何の気なしに尋ねているように装いながらも、レッドは内心冷や汗をかいていた。

どうしてだろう、フィンとの会話にはいつも綱渡り気分を味わわされる。

フィンは、ばつの悪い表情でちらりと舌を出した。

「覚えてないんだ」

「覚えてないってどういうことだよ」

レッドの問いかける声が、わずかに上ずっている。

「記憶喪失なんだって。三年前より昔のことは、何にも思い出せない。だから家族がいるのかも、生きてるのかもわかんないや。気がついたら、グレムリンのとこにいたんだ」

グレムリン、とルートは口の中で復唱した。たしか、レムニスケート研究所の所長の名前だ。
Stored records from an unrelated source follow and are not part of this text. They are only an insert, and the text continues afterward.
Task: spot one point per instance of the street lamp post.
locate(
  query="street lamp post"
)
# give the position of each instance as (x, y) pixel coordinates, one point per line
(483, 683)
気まずい沈黙が兆して、レッドはそれ以上の追及を諦めた。

「そっか。悪かったな、変なこと聞いて」

「ううん」

フィンは小さく首を振った。

「一回誰かに聞いてみたかったんだ。父さんとか母さんとかって、どんな感じなのかなって。俺そういうの、よく分かんないから」

背を向けて厨房に戻る小さな背に、ルートが鋭い目で呼びかけた。

「グレムリンが、今のお前の父親代わりなんだろう」

フィンの、少年にしては薄い肩がかすかに上がる。

「違うのか」

振り向いて視線がぶつかり、紫の瞳と紺碧の瞳が切り結ぶ。

フィンは不可思議な表情で視線をうろつかせていたが、きっぱりと首を振った。

「違うと思う」

「どうして」

「どうしてって……」

フィンは気まぐれな瞳で、戸惑ったように首をひねる。

「だって、グレムリンは俺をジッケンするから」

「は?実験?」

訝しげにおうむ返ししたのはレッドだった。

「そう。だって父さんは子供をジッケンなんてしないでしょ?よく分かんないけどさ。毎日毎日ジッケンばっかするから、嫌になって俺、抜け出してきたんだ」

どこか自慢げにフィンは胸を張る、戦利品を見せびらかす子供のように。

アンバランスな風景が、目の前でぐにゃりと歪む。

「三人とも何してるんだ」

やってきたユリシスに叱りつけられ、レッドとルートは我に返る。

「こっちの片付けはもう終わったよ。ゴモラさんが遅いってかんかんに怒ってる。早く行って謝らないと」

「やべ、忘れてた」

レッドは泡を食った様子で走り出した。